Contents page 1 — my data – and quadrupled from 86 other customers page 2 — fear of identity theft page 3 — privacy complaints almost On a page

: Among other things, these articles are to be found in a document, received after a Request for the data information according to the European data protection basic regulation of a large online furniture retailer. Only: the recipient of The list has ordered these goods never. And the data also does not your. The recipient is me.

What happened?

DSGVO the end of may in the EU-final, came into force, was flooded by Mails from online shops. I also. An E-Mail came to me because I could not remember to have ever made it to the online shop bought. A short answer to this mail with the request for information and subsequent deletion is quickly sent out and the opportunity is equal to all of the companies that had registered because of the DSGVO. Some companies don’t react at all, some require only a passport copy and others will actually respond to the content.

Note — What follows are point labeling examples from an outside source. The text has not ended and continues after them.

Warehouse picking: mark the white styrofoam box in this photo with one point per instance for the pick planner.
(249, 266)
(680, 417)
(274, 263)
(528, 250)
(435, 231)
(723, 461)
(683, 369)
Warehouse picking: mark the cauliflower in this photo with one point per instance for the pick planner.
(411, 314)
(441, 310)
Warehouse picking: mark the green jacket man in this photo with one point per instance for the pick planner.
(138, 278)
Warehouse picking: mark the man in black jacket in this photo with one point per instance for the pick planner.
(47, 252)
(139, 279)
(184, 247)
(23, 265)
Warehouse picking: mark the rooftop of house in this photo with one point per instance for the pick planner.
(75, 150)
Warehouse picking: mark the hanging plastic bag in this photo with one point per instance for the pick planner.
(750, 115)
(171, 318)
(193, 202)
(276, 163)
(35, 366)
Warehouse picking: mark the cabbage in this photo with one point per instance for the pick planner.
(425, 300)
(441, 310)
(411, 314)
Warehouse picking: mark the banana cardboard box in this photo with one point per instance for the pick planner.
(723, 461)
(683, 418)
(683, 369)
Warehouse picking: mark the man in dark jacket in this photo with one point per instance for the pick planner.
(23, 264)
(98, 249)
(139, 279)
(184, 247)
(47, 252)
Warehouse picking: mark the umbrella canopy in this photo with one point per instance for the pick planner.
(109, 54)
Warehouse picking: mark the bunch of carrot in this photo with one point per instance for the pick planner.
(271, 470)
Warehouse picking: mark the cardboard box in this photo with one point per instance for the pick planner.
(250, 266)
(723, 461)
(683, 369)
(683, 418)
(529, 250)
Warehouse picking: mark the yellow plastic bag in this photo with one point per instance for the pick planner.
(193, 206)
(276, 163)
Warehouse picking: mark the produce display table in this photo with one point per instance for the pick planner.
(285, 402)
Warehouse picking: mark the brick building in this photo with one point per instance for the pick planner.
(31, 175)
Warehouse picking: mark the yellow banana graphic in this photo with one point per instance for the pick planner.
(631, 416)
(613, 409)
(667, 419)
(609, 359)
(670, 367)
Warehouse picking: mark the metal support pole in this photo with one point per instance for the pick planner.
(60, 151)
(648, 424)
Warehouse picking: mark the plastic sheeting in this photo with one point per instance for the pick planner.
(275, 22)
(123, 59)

the listed Berlin-based online furniture retailer Home24, which the Samwer brothers are involved, and Holtzbrinck Ventures, which belong to the Holtzbrinck Publishing Group, which also publishes the TIME. In the first three quarters of the year 2018 Home24 made a turnover of 221 million Euro. About two months after the request a friendly email with a password secured PDF. : Data that has saved the company about me, a – now no longer a valid postal address, private email address, telephone number, and gender. But not only that.

credit card information, and credit index

The document is over 200 pages long and contains the data of 86 other customers. So it is that I know that Mrs B. of Cologne has ordered for 819,97 Euro bedroom furniture. A Mr. K. from my Berlin Nachbarkiez probably not a good payment morale. And that Home24 has taken my data from a different furniture retailer, than it bought. At least I know now why the company has originally written at all, although I have bought never.

The stored information of the other customer’s name and address on mail address and the phone number to the payment method, and in some cases credit card information with expiration date and card holder, as well as four Digits of the credit card number and a credit index.

© Michael stern, Rita Louder

editor in the Department of politics, the economy and society, TIME ONLINE

to the author of the page

To the document cloudy: “The credit rating index is created on the basis of the customer data and specifies a value on a scale of 0-1, where 0 is the assessment of risk in relation to the fulfilment of the best value.”

Apart from the fact that all of this information is private, and no third concern – a bad and in such an unclear way of incurred credit index can not only damage reputation, but also future loans, contracts, and purchases more difficult. And with the combination of the contact details and the only part of the encrypted credit card data, fraudsters could start quite a bit. The easiest way: a phone call, a Phishing email or a letter with the request to indicate missing data.